U.S. v. GOMEZ-JIMENEZ, NO. 12-5030
Decided: April 29, 2014
The Fourth Circuit held that the evidence was sufficient to support the defendant’s conviction; the district court’s sentencing enhancement for defendant’s use of a minor in the commission of a crime was warranted; the district court did not err in applying the sentencing enhancement for possession of a dangerous weapon to defendant; and any error in the application of sentencing enhancements regarding defendant’s use of a minor to commit a crime and defendant being an organizer, leader, manager, or supervisor was harmless.
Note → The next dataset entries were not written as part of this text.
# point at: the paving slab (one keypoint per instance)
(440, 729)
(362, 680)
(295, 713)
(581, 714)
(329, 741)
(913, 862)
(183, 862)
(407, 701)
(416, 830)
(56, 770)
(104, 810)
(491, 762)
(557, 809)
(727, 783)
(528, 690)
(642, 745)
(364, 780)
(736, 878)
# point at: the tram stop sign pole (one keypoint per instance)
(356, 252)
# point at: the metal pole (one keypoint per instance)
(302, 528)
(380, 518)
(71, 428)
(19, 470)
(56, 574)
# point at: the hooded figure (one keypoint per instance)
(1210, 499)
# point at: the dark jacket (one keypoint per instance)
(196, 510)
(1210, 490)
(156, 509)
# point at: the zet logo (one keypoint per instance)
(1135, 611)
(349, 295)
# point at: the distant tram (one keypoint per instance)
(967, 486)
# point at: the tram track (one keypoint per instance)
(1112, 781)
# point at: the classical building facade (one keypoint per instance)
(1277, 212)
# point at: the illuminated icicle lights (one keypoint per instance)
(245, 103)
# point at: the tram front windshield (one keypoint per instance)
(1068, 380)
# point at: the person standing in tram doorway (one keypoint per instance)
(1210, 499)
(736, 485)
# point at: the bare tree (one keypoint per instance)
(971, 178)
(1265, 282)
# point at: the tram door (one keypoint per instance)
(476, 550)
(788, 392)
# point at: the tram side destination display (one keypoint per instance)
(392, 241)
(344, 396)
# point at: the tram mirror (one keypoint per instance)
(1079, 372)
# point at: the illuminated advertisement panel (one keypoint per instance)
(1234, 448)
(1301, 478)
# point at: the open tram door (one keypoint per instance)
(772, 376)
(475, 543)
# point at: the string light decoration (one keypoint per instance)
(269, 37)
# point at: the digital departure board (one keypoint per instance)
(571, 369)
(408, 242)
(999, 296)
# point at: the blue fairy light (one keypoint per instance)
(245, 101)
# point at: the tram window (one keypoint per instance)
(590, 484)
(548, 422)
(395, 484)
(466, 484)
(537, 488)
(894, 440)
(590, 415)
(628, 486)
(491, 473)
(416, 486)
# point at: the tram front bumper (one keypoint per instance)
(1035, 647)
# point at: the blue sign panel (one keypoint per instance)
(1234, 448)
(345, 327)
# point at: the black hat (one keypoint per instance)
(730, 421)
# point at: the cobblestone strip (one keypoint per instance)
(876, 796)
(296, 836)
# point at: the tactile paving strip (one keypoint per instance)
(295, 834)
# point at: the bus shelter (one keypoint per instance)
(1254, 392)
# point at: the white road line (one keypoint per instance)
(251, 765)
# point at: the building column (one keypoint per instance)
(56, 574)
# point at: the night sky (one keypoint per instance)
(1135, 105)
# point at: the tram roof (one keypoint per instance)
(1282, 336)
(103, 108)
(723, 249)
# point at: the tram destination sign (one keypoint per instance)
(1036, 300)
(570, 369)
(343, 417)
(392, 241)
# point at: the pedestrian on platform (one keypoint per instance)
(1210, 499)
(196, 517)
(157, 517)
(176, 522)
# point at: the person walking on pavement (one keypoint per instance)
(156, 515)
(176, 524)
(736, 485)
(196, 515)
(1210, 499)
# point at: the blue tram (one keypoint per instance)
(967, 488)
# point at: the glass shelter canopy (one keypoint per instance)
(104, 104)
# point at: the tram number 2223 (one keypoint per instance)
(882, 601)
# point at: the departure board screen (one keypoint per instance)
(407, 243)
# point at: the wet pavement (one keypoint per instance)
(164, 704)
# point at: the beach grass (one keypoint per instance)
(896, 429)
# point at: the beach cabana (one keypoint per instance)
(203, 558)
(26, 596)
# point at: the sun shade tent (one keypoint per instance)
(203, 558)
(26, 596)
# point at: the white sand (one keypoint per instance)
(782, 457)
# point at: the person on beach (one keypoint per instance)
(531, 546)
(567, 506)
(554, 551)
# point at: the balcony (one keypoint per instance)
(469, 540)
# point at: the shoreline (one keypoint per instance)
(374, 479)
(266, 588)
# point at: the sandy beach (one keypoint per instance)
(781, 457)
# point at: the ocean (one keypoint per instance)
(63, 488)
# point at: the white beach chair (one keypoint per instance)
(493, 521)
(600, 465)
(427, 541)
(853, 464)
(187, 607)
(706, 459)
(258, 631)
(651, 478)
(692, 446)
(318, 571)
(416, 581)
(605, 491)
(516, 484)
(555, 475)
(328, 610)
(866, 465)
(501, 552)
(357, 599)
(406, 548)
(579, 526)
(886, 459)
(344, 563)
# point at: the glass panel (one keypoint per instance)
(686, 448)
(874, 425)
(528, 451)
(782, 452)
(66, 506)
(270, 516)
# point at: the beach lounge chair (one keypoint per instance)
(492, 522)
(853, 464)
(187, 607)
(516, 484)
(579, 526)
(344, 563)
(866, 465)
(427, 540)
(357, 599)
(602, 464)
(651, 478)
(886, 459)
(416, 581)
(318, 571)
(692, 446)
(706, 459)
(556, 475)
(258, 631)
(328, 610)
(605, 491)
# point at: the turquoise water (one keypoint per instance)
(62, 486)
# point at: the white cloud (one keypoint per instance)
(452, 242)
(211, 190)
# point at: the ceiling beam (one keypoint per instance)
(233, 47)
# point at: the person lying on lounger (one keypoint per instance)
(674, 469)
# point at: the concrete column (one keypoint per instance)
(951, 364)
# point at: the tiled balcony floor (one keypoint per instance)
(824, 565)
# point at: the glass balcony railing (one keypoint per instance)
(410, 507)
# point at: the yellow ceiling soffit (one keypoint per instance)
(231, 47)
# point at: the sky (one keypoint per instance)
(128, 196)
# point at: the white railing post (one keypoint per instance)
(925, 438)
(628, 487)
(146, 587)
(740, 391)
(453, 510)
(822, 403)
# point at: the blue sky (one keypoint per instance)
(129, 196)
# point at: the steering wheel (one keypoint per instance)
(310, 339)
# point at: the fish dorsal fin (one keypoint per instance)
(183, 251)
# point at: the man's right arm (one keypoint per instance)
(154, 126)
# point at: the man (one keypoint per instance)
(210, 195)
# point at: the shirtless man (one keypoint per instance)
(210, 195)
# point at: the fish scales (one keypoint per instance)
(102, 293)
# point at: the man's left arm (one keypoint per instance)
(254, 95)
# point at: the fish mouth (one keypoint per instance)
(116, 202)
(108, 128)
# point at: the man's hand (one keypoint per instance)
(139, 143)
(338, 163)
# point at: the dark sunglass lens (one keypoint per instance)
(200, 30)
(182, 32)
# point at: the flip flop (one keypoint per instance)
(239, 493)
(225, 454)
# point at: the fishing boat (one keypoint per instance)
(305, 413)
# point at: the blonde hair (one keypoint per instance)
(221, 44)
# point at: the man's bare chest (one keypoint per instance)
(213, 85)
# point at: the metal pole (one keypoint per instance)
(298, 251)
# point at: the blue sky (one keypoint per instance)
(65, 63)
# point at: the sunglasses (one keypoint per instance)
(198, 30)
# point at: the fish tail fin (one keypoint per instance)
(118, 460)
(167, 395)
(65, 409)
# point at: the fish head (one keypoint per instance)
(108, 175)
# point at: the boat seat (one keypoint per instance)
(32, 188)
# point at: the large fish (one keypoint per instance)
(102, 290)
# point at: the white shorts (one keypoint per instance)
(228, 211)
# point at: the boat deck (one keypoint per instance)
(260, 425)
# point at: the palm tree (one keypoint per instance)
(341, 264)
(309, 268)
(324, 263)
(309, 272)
Defendants Erasto Gomez–Jimenez (“Erasto”) and Aaron Juarez–Gomez (“Juarez–Gomez”) were charged with various drug related charges including: conspiracy to distribute and possession with intent to distribute (P.W.I.D.) cocaine; distribution of cocaine on four separate occasions; P.W.I.D. cocaine, as well as aiding and abetting the P.W.I.D.; and finally, Jaurez-Gomez was charged for being an alien in possession of a firearm. Defendants appealed the application of various sentencing enhancements that the district court applied to their convictions. Specifically, Juarez–Gomez appealed the application of sentencing enhancements for use of a child in carrying out a crime and sentencing enhancement for being an organizer, leader, manager, or supervisor of a crime; Erasto appealed the application of sentencing enhancements for use of a child in a crime and possession of a firearm.
The Fourth Circuit reasoned that the prosecution presented sufficient evidence to support Juarez–Gomez’s conviction for conspiracy to distribute and possess cocaine because there was a trailer that was used to store drugs, contained firearms, and held materials used to package the cocaine for distribution. In addition, the Court noted that Juarez–Gomez returned to the trailer following drug sales, stayed in the trailer overnight, and his minor son, who participated in the drug activities, lived in the trailer with him. The Court reasoned that the application of the sentencing enhancement for use of a minor was warranted when Juarez–Gomez’s son lived in the trailer, sometimes paid rent, and accompanied his father on drug deals. As to Erasto, the Court determined that it was reasonably foreseeable that his coconspirator’s possession of a firearm would warrant application of the sentencing enhancement for firearm possession to Erasto. As to the leadership sentencing enhancement and use of child sentencing enhancement for Juarez–Gomez, the Court ruled that they were both harmless because the district court certified that it would apply the same penalty regardless of these enhancements.